Metal creaked above her. Her pulse rate zooming, she grabbed her gun and twisted around, sights aimed at the landing above her. Nothing moved. No one came down the stairs. The wind moaned loudly, but nothing else could be heard beyond the harsh echo of her breathing.
Cautiously, she rose and walked back to the ladder. One more flight and she’d reach the roof. Whoever—or whatever—had done that to the old man might still be up there.
She had to call for backup. There was no other choice, not in a situation like this. Pressing the communication switch, she waited for a response and quickly asked for help. The closest unit was seven minutes away.
Her gaze went back to the landing above her and she bit her lip. Was there anyone up there? Was Jack up there? Or was this all some sort of weird setup? No, she thought. He wouldn’t do that to her. And it had been him on the com-link. Her security system had identified his voice. So the
fact that the old man had been murdered at the same time she was supposed to have met her partner had to be coincidence.
But where was Jack?
She glanced down at her wristcom. It was twenty-nine minutes past three. It wasn’t unusual for him to be late. In the five years she’d known him, he’d managed to be on time only for his wedding.
Maybe he was here. Maybe he was a victim of the creature who’d destroyed the old man.
Panic surged at the thought. God, she couldn’t risk the wait for backup, not when Jack’s life might be at stake. She had to go on. She had to try to find him. If the department decided to discipline her for leaving a crime scene, then so be it. As long as she found her partner safe and sound, she didn’t really give a damn.
As she reached the top landing, the full force of the wind hit her, thrusting her back a step before she regained her balance. Shivering, she dragged her coat zipper all the way up her neck, but it didn’t stop the rain from getting past the collar and trickling down her back.
“This is great, just great,” she muttered, wiping the water from her eyes—a totally useless gesture, given the conditions.
Visibility was practically zero. If there was someone up here with her, all they had to do was remain still and she’d never even see them. With a final, regretful glance back to the fire escape, she moved forward. After a dozen steps, a dark, boxlike shape loomed out of the grayness. Stairs to the rooms below, presumably.
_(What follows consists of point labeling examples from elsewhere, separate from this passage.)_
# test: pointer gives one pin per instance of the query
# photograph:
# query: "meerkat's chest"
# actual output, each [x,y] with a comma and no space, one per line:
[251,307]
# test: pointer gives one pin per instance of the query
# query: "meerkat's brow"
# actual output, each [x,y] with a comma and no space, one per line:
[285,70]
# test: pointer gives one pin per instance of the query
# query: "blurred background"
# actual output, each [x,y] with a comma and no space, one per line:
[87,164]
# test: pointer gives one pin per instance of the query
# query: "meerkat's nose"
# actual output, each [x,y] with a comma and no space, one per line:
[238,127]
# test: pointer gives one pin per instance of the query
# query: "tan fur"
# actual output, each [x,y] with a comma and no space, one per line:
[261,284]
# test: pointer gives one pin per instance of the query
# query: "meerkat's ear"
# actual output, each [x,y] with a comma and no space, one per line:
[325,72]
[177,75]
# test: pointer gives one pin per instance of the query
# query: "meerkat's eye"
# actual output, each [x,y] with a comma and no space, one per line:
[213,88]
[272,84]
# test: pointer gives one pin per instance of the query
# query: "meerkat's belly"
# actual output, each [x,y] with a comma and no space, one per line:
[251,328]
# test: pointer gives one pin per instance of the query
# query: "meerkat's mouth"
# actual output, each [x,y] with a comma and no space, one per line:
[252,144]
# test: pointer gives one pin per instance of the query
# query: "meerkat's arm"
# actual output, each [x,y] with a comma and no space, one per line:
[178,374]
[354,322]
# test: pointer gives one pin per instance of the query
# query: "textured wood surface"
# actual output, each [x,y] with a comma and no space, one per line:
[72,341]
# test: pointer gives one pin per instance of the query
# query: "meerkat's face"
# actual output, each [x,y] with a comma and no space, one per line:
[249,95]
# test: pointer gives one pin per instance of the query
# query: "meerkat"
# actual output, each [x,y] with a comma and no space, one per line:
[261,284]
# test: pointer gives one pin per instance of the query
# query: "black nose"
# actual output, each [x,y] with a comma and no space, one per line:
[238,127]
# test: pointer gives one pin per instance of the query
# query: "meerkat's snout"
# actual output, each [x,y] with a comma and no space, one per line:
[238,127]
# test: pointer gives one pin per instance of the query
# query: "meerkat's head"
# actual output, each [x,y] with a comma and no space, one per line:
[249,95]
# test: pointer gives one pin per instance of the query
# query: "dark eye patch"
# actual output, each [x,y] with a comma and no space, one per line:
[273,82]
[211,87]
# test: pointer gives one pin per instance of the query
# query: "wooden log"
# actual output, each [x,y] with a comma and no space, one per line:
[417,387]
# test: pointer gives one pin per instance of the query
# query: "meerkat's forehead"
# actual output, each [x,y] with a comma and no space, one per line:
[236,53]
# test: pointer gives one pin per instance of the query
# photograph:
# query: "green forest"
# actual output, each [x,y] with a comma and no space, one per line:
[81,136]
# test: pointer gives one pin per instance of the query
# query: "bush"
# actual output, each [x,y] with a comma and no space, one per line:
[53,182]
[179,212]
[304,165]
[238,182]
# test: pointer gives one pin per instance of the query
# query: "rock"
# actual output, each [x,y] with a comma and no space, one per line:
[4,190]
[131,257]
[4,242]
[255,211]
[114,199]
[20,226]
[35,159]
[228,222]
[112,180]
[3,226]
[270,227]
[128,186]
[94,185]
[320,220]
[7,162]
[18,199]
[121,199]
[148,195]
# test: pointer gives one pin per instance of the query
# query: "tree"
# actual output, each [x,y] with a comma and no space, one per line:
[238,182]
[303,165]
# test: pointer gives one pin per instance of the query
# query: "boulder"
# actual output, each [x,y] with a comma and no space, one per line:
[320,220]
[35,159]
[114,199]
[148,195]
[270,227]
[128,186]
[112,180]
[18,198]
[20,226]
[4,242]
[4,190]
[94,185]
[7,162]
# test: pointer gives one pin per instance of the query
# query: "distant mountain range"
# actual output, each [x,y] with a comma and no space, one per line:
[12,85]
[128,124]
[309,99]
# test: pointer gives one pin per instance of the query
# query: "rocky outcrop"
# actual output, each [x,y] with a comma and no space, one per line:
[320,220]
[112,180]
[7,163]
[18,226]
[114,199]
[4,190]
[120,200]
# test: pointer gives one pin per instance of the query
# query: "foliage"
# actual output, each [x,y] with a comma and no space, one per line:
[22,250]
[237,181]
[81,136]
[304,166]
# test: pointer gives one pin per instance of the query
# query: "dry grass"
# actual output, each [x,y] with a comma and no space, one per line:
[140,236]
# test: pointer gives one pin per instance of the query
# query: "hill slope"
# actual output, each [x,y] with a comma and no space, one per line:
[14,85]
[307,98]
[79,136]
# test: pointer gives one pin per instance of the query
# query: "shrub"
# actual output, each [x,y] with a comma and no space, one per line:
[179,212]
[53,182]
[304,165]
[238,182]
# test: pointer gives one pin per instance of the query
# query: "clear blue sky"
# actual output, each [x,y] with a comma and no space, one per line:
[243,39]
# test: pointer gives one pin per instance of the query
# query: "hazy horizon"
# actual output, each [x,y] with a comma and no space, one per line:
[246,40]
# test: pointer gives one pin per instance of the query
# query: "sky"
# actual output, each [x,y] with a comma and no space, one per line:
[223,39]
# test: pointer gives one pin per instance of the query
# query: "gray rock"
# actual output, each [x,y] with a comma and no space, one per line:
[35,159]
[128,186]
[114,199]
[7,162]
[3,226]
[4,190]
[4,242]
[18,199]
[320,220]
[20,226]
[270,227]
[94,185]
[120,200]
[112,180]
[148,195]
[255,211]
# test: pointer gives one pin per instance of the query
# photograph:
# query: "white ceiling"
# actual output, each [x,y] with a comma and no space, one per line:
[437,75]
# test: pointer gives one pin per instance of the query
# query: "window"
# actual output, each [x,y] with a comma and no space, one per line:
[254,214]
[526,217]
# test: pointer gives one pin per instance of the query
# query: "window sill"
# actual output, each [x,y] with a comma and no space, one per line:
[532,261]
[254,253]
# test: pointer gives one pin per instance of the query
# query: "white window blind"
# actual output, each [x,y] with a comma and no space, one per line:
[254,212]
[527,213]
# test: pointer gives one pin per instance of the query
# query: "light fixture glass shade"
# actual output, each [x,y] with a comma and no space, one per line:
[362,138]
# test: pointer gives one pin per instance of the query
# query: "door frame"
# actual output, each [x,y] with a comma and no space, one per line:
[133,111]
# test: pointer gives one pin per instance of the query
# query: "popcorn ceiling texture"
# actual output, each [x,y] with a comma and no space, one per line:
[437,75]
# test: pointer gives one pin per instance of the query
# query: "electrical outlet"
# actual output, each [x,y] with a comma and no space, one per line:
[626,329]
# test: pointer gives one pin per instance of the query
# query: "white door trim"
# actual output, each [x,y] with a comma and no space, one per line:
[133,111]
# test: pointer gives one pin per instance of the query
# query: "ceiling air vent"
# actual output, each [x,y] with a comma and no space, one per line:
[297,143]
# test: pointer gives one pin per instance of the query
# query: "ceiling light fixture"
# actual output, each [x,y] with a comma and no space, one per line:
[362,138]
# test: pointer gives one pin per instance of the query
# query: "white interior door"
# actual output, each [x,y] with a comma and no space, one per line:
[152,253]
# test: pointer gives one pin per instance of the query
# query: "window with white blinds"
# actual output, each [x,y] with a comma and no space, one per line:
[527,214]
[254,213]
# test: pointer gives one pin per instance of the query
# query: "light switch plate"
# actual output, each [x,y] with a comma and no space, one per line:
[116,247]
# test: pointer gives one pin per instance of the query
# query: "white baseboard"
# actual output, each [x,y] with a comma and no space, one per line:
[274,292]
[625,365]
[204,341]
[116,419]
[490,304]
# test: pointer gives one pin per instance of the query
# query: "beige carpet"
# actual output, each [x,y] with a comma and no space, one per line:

She found a door and tested it cautiously. The handle turned. With her back to the wall and her gun raised, she pushed the door open and listened for any sign of movement. Still nothing.
Yet instinct told her the murderer had to be inside. There was nowhere else he could be, nowhere else he really could have come from. Unless, of course, he could fly. But if he
could fly, why would he have used the fire escape? Why wouldn’t he have just dragged the old man’s body down to the end of the alley rather than up the stairs, then flown away?
No, he was here, down those stairs, somewhere.
She switched the com unit’s light back on, then crossed her wrists, holding the gun and light to one side of her body as she edged forward.
The light gleamed off the metal stairs and puddled against the deeper darkness of the room. Three steps down, she halted again, listening. The silence was so intense it felt as if she could reach out and touch it. With unease growing like a weight in her stomach, she frowned and edged down the remaining steps.
In the small circle of light she could see several stacks of chairs lined up against the wall. Beyond that were the vague shapes of upturned tables. Obviously, someone was using the empty floor as a storage facility. She moved across to the first stack of chairs and stopped again.
Something hit her—an invisible force that came out of the darkness to slam her back against the wall. Her breath left in a whoosh of air, and for several heartbeats, she saw stars. Then her senses seemed to explode outward. Just for an instant, the darkness became something that was real, something that had flavor and taste and body. And then she realized that it did have bodies, and that she was sensing its inhabitants through every pore and fiber of her being. As if, in that one moment, she inhabited the skins of the beings out there in the shadows, learning their secrets, feeling their thoughts.